Dual RL: A framework solving the unconstrained dual problem of the state-action visitation distribution optimization under linear Bellman flow constraints.
ReCOIL: RElaxed Coverage for Off-policy Imitation Learning—a discriminator-free method matching a mixture of expert and suboptimal distributions.
f-DVL: f-Dual V Learning—a family of offline RL algorithms using stable f-divergence surrogates for implicit value maximization.
XQL: Extreme Q-Learning—a prior method utilizing Gumbel regression for value learning, which the paper identifies as a specific instance of Dual RL with reverse-KL divergence.

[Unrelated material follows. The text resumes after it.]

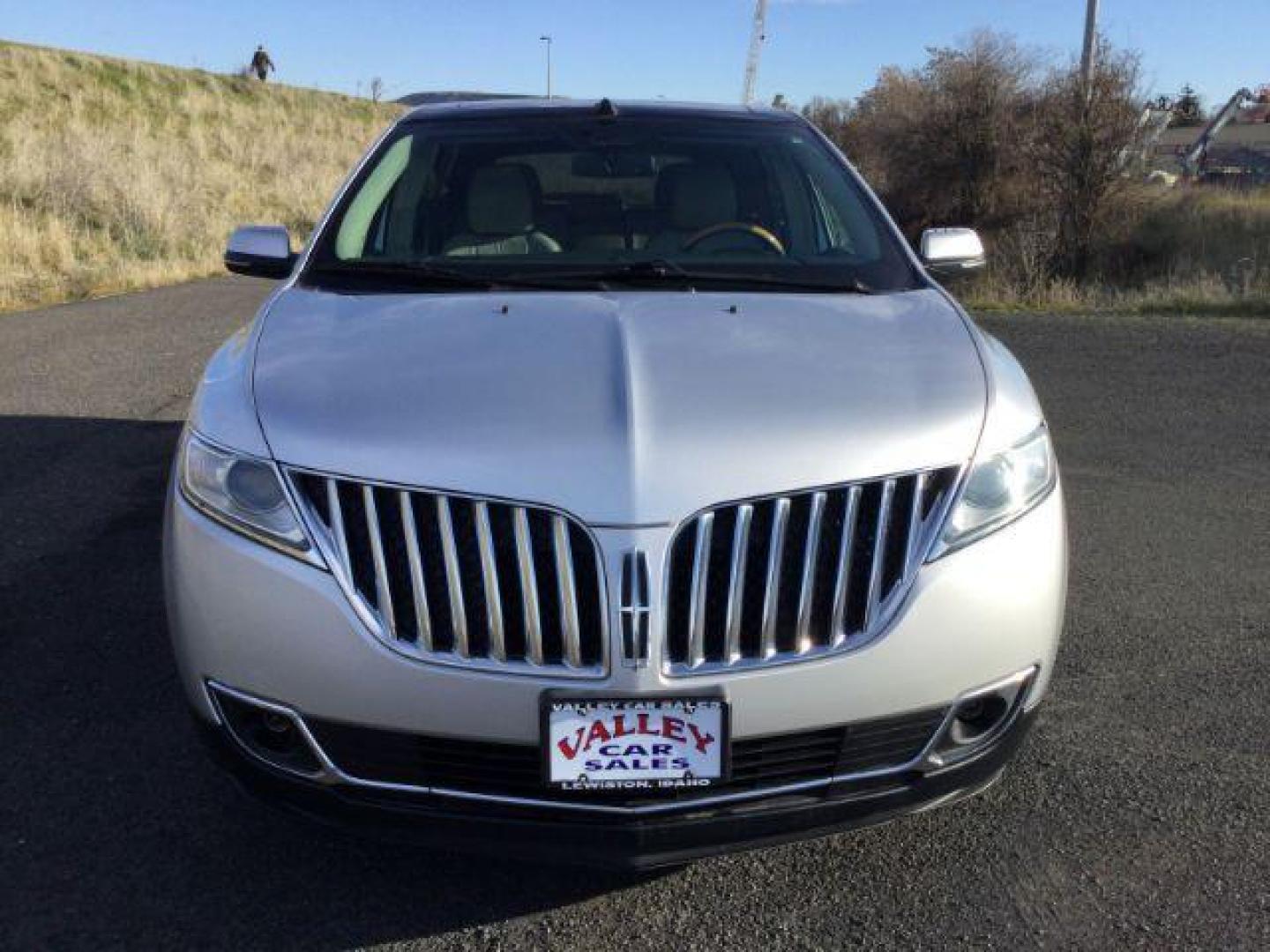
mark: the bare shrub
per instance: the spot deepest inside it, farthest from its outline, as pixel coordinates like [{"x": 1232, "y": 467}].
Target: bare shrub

f-divergence: A measure of the difference between two probability distributions; examples include KL divergence and Pearson Chi-squared.
implicit maximizer: A technique to estimate the maximum value of a function (like Q-value) over a distribution without explicit optimization, often using expectile or Gumbel regression.
Bellman flow constraints: Linear constraints in the LP formulation of RL ensuring that the inflow of probability mass into a state matches the outflow.
coverage assumption: The assumption in offline IL that the suboptimal dataset covers the state-action pairs visited by the expert policy.
SMODICE: State-matching offline distribution correction estimation—a baseline IL method relying on the coverage assumption.